2 Use of the histogram

The histogram is a graph type that typically plots a numeric variable on the x axis (either continuous numeric values, or integers), and has the frequency of observations on the y axis (i.e., the count), or sometimes the proportion of observation on the y axis.

2.1 Typical histogram for continuous variable

# Try this:

# Adult domestic cats weight approximately 4 Kg on average
# with a standard deviation of approximately +/1 0.5 Kg

# Let's simulate some fake weight data for 10,000 cats
help(rnorm) # A very useful function
help(set.seed) # If we use this, we can replicate "random data"

help(hist)

set.seed(42)
cats <- rnorm(n = 10000,  # 10,000 cats
              mean = 4,   
              sd = 0.5)

cats[1:10] # The first 10 cats

 [1] 4.685479 3.717651 4.181564 4.316431 4.202134 3.946938 4.755761 3.952670
 [9] 5.009212 3.968643

hist(x = cats,
     xlab = "Cat weight (Kg)")

Notice a few things:

The bars are the count of the number of cats at each weight on the x axis
The width of each vertical column is a (non-overlapping) range of weights - these are called “bins” and can be defined, but usually are automatically determined based on the data
For count data, each bar is usually one or more integer values, rather than a range of continuous values (as it is for cat weight above in the figure)
The shape of a histogram can be used to infer the distribution of the data

2.2 Sampling and populations

Remember the concept of population versus sample? Well, let’s assume there are only 10,000 cats in the whole world and we just measured the whole population (usually not possible, remember). In this case we can calculate the exact population mean.

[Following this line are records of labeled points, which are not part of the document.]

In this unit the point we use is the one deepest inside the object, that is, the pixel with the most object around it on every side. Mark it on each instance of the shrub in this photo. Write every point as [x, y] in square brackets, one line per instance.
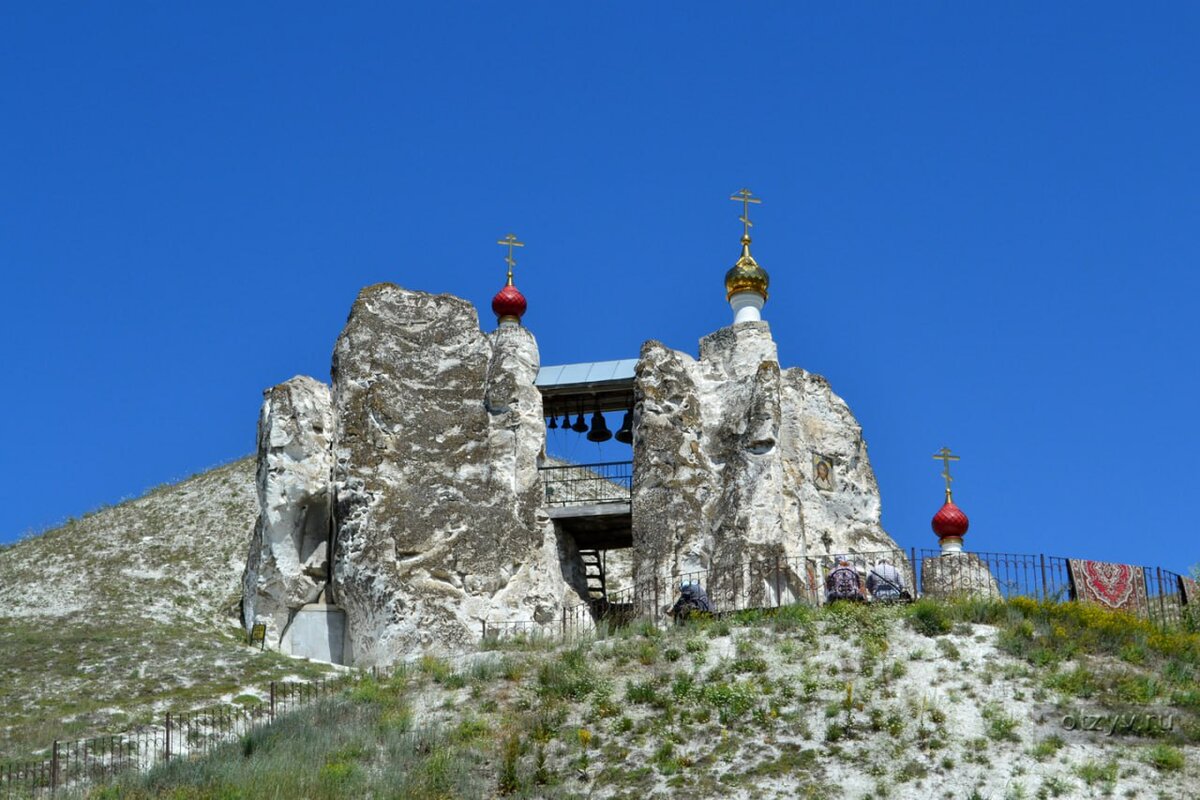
[930, 618]
[570, 677]
[1164, 758]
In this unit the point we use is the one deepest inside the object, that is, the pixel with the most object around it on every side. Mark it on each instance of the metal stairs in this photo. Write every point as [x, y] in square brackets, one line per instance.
[593, 566]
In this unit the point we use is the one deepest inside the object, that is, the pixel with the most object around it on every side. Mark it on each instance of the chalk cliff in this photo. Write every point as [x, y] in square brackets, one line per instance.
[726, 458]
[438, 433]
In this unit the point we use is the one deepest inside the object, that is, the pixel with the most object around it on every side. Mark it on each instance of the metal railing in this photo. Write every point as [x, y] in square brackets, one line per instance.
[73, 765]
[771, 583]
[586, 483]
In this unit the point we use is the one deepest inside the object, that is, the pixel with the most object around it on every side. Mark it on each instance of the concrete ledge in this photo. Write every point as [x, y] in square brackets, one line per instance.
[317, 632]
[613, 509]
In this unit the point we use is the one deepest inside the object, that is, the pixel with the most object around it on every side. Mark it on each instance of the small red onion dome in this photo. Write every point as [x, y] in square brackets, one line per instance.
[949, 522]
[509, 305]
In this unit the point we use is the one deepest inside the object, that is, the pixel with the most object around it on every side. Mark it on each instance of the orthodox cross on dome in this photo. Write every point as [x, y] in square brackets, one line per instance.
[946, 457]
[510, 241]
[745, 198]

What if we tried to estimate the real mean of our population from a sample of around 100 cats? The theory is that our sample mean would be expected to differ from the real population mean randomly. If we did a bunch of samples, most of the guesses would be close to the real population mean and less would be farther out, but all of these sample means would be expected to randomly vary, either less than or greater than the true population mean. We can examine this with a simulation of samples.

# Try this:
# simulation of samples

help(sample) # randomly sample the cats vector
help(vector) # Initialize a variable to hold our sample means

# We will do a "for loop" with for()


mymeans <- vector(mode = "numeric",
                  length = 100)
mymeans # Empty

  [1] 0 0 0 0 0 0 0 0 0 0 0 0 0 0 0 0 0 0 0 0 0 0 0 0 0 0 0 0 0 0 0 0 0 0 0 0 0
 [38] 0 0 0 0 0 0 0 0 0 0 0 0 0 0 0 0 0 0 0 0 0 0 0 0 0 0 0 0 0 0 0 0 0 0 0 0 0
 [75] 0 0 0 0 0 0 0 0 0 0 0 0 0 0 0 0 0 0 0 0 0 0 0 0 0 0

for(i in 1:100){
  mysample <- sample(x = cats, # Takes a random sample
                    size = 30)
  
  mymeans[i] <- mean(mysample) # stores sample mean in ith vector address
  }

mymeans # Our samples

  [1] 3.899662 3.963986 4.019242 3.975304 3.903256 3.877346 3.911380 4.013805
  [9] 3.989836 3.950881 4.002299 4.024990 4.091362 4.074493 3.989800 3.974894
 [17] 4.000338 3.873104 3.945492 4.061428 4.080559 4.011375 4.023977 3.863940
 [25] 4.047250 3.921947 4.049521 4.085961 3.853068 4.081517 3.987747 4.039110
 [33] 3.940955 3.954955 4.008512 3.942036 3.955110 3.968722 3.896042 3.979187
 [41] 3.957636 4.021170 4.107460 3.989197 3.931964 3.981774 4.125465 4.031625
 [49] 4.081076 3.939582 4.185512 3.997635 3.986411 3.817746 4.075256 4.074309
 [57] 4.136248 3.926092 3.976513 4.008376 3.984264 3.900717 4.138209 3.913901
 [65] 4.123326 3.894216 4.087260 4.145020 3.896286 4.142604 3.865085 4.014336
 [73] 4.053620 3.767552 3.981785 4.130483 4.165097 4.046661 4.077928 4.041611
 [81] 3.873046 4.100438 4.015098 3.947361 4.029464 4.123772 3.860191 3.820483
 [89] 4.071399 4.145585 3.982339 3.950332 3.987406 4.167345 4.126462 4.047683
 [97] 4.035958 3.987601 3.960099 3.869092

hist(x = mymeans,
     xlab = "Mean of samples",
     main = "100 cat weight samples (n = 30/sample)")
abline(v = mean(mymeans), col = "red", lty = 2, lwd = 2)

Notice a few things (NB your results might look slightly different to mine - remember these are random samples):

The samples vary around the true mean of 4.0 Kg
Most of the samples are pretty close to 4.0, fewer are farther away
The mean of the means is close to our true population mean

Try our simulation a few more times, but vary the settings. How does adjusting the sample size (say up to 100 or down to 10)? How about the number of samples (say up to 1000 or down to 10)?

3 Gaussian: That ain’t necessarily normal!

The Gaussian distribution is sometimes referred to as the Normal distribution. This is not a good practice: do not refer to the Gaussian distribution as the Normal distribution. Referring to the Gaussian distribution as the normal distribution implies that Gaussian is “typical”, which is patently untrue.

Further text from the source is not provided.